Crisi a Senago: chi ha ragione? Chi ha torto?

Tiro alla fune

Mezza Senago sta discutendo di quello che (non) sta avvenendo in un Consiglio Comunale bloccato da chi, maggioranza o opposizione, vuole far cadere la Giunta Fois. L’altra mezza Senago, probabilmente, se ne infischia.

I più sfiduciati che appartengono alla prima categoria, prima o poi, andranno ad unirsi alla seconda. Questo non importa nulla agli artificieri dell’implosione: o forse è proprio quello che vogliono ottenere.

Eppure, a ben riflettere, sarebbe sbagliato trovare unicamente in queste meschine manovre tutta la responsabilità del pantano in cui l’Istituzione più vicina ai cittadini si trova.

Certo, la responsabilità diretta è di quei consiglieri che si danno assenti (due del PD) e di quelli che disertano le sedute  (le destre) per far cadere Fois: appare impossibile credere che questa manovra non sia concordata.

Ma anche i partiti di maggioranza hanno le loro responsabilità indirette.

Il Partito Democratico di Senago si è dimostrato incapace di governare, dilaniato al proprio interno da rivalità insanabili la cui virulenza si riverbera sul governo della città.

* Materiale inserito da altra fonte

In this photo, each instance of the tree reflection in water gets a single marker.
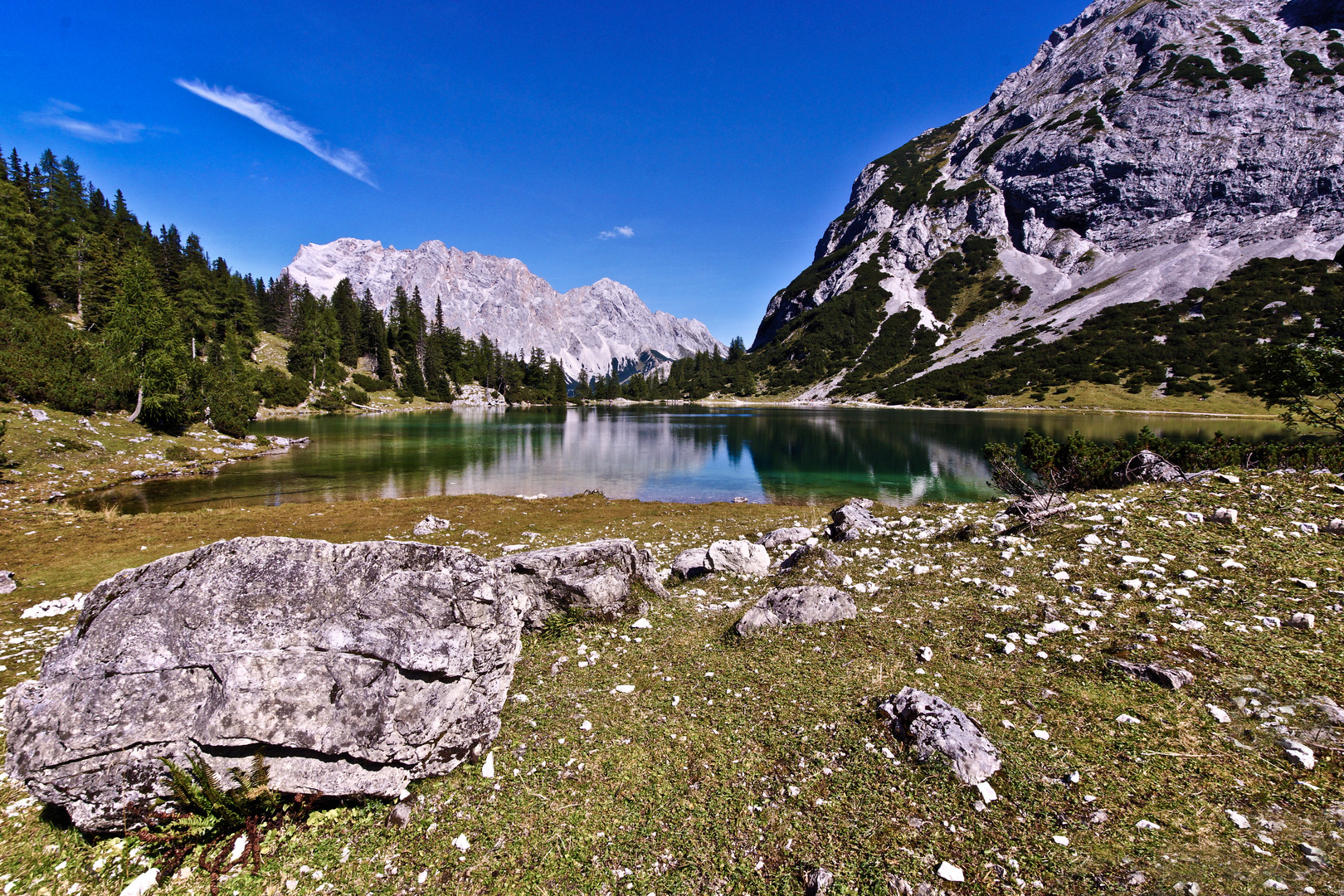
(668, 453)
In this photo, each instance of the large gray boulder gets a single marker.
(592, 579)
(930, 726)
(739, 558)
(797, 606)
(353, 668)
(852, 520)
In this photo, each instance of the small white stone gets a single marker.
(141, 884)
(951, 872)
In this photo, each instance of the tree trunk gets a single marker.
(140, 401)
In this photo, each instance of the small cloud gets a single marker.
(269, 116)
(62, 116)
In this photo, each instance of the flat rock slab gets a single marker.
(932, 727)
(797, 606)
(852, 520)
(592, 579)
(791, 535)
(739, 558)
(811, 557)
(353, 668)
(1170, 679)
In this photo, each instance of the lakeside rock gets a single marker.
(735, 558)
(930, 726)
(851, 520)
(593, 579)
(802, 605)
(1170, 679)
(789, 535)
(353, 668)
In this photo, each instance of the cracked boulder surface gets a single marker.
(930, 726)
(353, 668)
(592, 579)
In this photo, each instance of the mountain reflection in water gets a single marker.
(672, 453)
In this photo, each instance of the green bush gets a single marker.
(1079, 464)
(280, 388)
(329, 403)
(370, 384)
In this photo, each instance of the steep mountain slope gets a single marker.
(1151, 148)
(589, 327)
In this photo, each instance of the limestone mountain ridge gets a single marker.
(587, 328)
(1148, 149)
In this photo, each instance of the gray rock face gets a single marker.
(587, 327)
(799, 606)
(431, 524)
(593, 579)
(930, 726)
(852, 520)
(1149, 466)
(693, 563)
(1170, 679)
(353, 668)
(791, 535)
(1110, 163)
(739, 558)
(811, 557)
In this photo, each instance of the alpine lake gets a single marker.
(644, 451)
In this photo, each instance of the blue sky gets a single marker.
(691, 151)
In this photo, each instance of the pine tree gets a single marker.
(348, 319)
(143, 342)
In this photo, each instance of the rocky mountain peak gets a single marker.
(1149, 148)
(587, 328)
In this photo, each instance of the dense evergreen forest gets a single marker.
(101, 312)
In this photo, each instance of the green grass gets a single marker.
(776, 763)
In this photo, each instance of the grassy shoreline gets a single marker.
(743, 781)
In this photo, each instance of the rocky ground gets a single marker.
(679, 758)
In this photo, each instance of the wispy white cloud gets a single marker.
(275, 119)
(62, 114)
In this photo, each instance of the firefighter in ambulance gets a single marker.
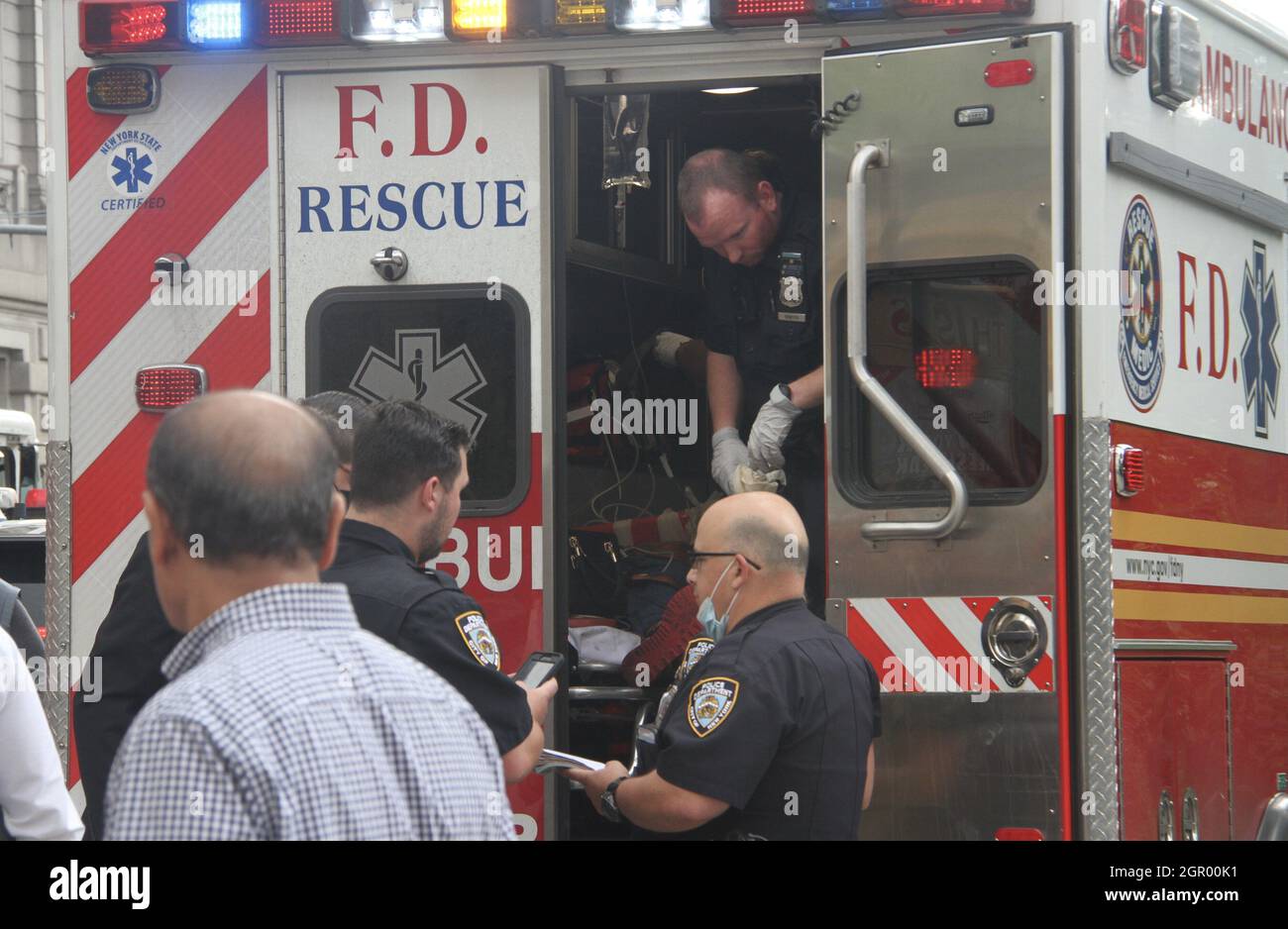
(771, 732)
(764, 331)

La forza di governo contemporaneamente più forte, seria e coerente, Insieme per Senago, deve fare una riflessione strategica sull’alleato principale che si è scelto e sull‘errore tattico delle dimissioni di Enrico Chiesa.

Sinistra Ecologia e Libertà deve pur ammettere che non è riuscita ad essere determinante nella maggioranza che sostiene.

L’impressione per il cittadino attento (quello della prima categoria, per intenderci) è che tutto il Palazzo sia percorso da manovre per lo più indicibili.

Il destino della Giunta Fois sembra segnato (e speriamo di sbagliarci). Ma per il futuro, che fare? Ripetere ancora questi meccanismi di promesse non mantenute, alleanze fatte con le dita incrociate dietro la schiena, patti con convitati di pietra?

C’è un problema enorme di trasparenza e lealtà verso i cittadini.

Di fronte al marasma, viene voglia di proporre un cambiamento delle regole e del modo di far politica.

Viene voglia di chiedere a tutti coloro che si propongono di governare la città: dichiarate pubblicamente che d’ora in poi farete tutto alla luce del sole. Che farete gli interessi della città. Che escluderete dai vostri partiti chi ha dato prova di non avere senso di responsabilità. Scegliete i vostri alleati in base alla loro credibilità e non in base alla convenienza.

Ma l’alleanza più forte non deve essere quella tra partiti. Deve essere quella con il popolo di Senago.

Ve ne siete allontanati: possibile che non ve ne accorgete?

E poi dite che è il popolo che si allontana da voi.